Roque vint nous voir, ainsi que Schwartz, que madame Marange, après l’avoir bien refait, avait réussi à placer comme organiste à Fontainebleau. La présence de ces deux amis me fut plus douce qu’elle ne me l’avait jamais été, et Roque, qui commençait à se décourager de cette succession de spécialités qu’il avait prétendu tirer de lui-même, Roque, dont la vue et la mémoire s’usaient déjà, et qui sentait, à la fleur de l’âge, que les forces humaines ont une limite infranchissable à la volonté la mieux trempée, Roque, devenu philosophe, cessa de me railler et de me tourmenter.

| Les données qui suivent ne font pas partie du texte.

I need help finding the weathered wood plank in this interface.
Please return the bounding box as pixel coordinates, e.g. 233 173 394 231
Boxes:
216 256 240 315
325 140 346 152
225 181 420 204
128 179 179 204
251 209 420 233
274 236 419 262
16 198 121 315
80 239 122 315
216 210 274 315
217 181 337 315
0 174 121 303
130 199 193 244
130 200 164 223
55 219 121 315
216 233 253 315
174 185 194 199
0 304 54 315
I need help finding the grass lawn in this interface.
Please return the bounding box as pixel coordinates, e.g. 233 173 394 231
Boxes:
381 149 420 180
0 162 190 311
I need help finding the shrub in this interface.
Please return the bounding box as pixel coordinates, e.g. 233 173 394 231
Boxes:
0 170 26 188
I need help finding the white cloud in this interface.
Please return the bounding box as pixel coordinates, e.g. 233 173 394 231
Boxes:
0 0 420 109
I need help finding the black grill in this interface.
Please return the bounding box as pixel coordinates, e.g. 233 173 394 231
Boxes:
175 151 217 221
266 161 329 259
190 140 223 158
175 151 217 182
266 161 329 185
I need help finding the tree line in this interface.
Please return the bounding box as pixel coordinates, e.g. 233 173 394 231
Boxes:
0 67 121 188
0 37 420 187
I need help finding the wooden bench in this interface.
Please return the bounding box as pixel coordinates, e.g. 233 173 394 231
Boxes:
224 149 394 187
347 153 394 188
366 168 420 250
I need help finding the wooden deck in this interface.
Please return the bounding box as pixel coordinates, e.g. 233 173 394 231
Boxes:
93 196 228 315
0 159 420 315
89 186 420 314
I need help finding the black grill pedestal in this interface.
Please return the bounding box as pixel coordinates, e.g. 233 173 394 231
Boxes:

— Tu as raison, me dit-il en m’écoutant lui résumer les divers travaux dont je m’occupais, il faut se nourrir de la science, mais selon la loi de la vie physique, qui veut qu’on mange pour vivre, et non qu’on vive pour manger. Les indigestions ne tuent pas les corps robustes ; mais elles détruisent l’estomac à la longue. Hélas ! la vie est trop courte et ne se renouvelle pas à mesure qu’on l’épuise. On ne peut pas savoir ! Il faut se contenter de comprendre. Oui, oui, tu as mieux procédé que moi, Stéphen, en étant plus modeste ; il faut absolument choisir entre ces deux termes : connaître un peu tout, ou bien ne connaître qu’une chose à fond. Voyons, quel parti prendrai-je, et quel parti prendras-tu ? ou bien quel parti prendrons-nous tous deux ?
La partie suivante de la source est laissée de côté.